Both the Ad26 and the Ad5/Ad48 chimeric vaccine candidates encoding clade A HIV env genes will go into Phase I clinical trials to assess their safety and immunogenicity in humans. Pending regulatory approval, Barouch expects these trials to start before the end of the year.

Protocols are also in development for other new vaccine trials that will test Merck's Ad5 vaccine candidate and the VRC's DNA/Ad5 candidates in different populations. The VRC is currently planning a Phase IIb test-of-concept trial with this prime-boost regimen, in partnership with IAVI, USMHRP, and the HIV Vaccine Trials Network (HVTN). This trial, known as PAVE 100, may start before the end of the year and the VRC is now also considering testing these candidates in a cohort of adolescent volunteers.

Merck's Ad5 vaccine candidate is already in two Phase IIb test-of-concept trials in the Americas, Caribbean, and Australia, as well as in South Africa (see Vaccine Briefs, IAVI Report 10, 6, 2006), and now the company is also preparing a protocol to evaluate the candidate in a trial involving infants born to HIV-infected mothers to see if the vaccine could protect babies from HIV infection through breastfeeding. This is particularly important in light of new research at CROI that showed that replacing breastfeeding with formula feeding in developing countries, where women have limited access to clean water, can be equally problematic. For several years researchers have promoted formula feeding as a safer alternative to breastfeeding for infants of HIV-infected women; however, a study in Botswana found that use of infant formula increased a baby's chance of dying from a diarrheal disease by 50 times (Abstract 9).

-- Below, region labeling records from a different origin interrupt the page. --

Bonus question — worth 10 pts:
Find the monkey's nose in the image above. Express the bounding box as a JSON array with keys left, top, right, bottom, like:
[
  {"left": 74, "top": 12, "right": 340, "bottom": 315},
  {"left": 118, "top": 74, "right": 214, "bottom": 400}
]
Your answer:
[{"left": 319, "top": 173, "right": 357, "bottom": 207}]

Early weaning is another alternative strategy researchers tried to control the transmission of HIV through breastfeeding—instead of breastfeeding for more than a year women were asked to stop after four months. A study measuring the efficacy of this approach in Zambia found that early weaning had absolutely no effect on the number of HIV infections or mortalities by age two (Abstract 74LB). A trial with Sanofi Pasteur's canarypox vaccine candidate, vCP1521 is already being tested in infants born to HIV-infected mothers in Uganda.